One night, a TV documentary changed everything. It showed doctors traveling the world on a hospital plane. They operated on a young blind girl in India, who embraced the doctor after regaining her sight. That moment was powerful. I told my mother: “I will study medicine. I will become a doctor.”

I studied general medicine, emergency care, and trauma medicine in Brussels, with international internships and travel that kept me grounded. After graduation, I moved to the French Alps and gained extensive trauma experience, especially treating winter sports and mountain accident victims.

Life then brought me to the Swiss Alps, where I worked for nearly twelve years and built a family with my three daughters, who are my greatest treasure.

Throughout my career, I never forgot why I chose medicine. I explored humanitarian medicine, but I was disillusioned by missions that seemed more about easing the volunteers’ consciences than creating lasting impact. Providing care without building sustainable solutions didn’t make sense to me: “Teach me to fish, don’t just give me a fish.”

In 2024, faced with the catastrophic and silent genocide in Gaza, I decided to act. I completed three humanitarian missions there: in April, July, and December. What I witnessed was beyond a humanitarian crisis—it was systematic annihilation. I saw decapitated babies, mothers bringing pieces of their children in plastic bags to declare their deaths, burn victims screaming in pain with no medications to relieve them. No screen can ever capture that horror.

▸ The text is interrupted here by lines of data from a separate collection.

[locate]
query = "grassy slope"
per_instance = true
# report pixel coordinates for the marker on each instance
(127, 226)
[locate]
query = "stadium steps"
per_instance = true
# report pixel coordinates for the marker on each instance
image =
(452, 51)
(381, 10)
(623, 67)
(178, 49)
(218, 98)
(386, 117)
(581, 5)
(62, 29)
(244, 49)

During these missions, I worked on the front lines, in emergency rooms treating war-wounded: polytrauma cases, burns, and bombing injuries. To stand by and do nothing was unthinkable.

The contrast between Verbier and Gaza is extreme. Yet, it reflects our world. I accept the paradox of treating skiers at an exclusive resort, then treating civilians under bombs. What matters is staying true to your values.

Today, I continue my commitment as a citizen by participating in the March to Gaza. Walking across the Sinai Desert with thousands of others to protest at the gates of Rafah is a way to reject indifference. Unlike short-term missions, this is a political and citizen-led action.

Medicine has its limits in the face of genocide. But citizen mobilization can still influence change. I love the mountains, peace, and comfort, but turning a blind eye was never an option. These contradictions drive me—not for appearances, but out of necessity.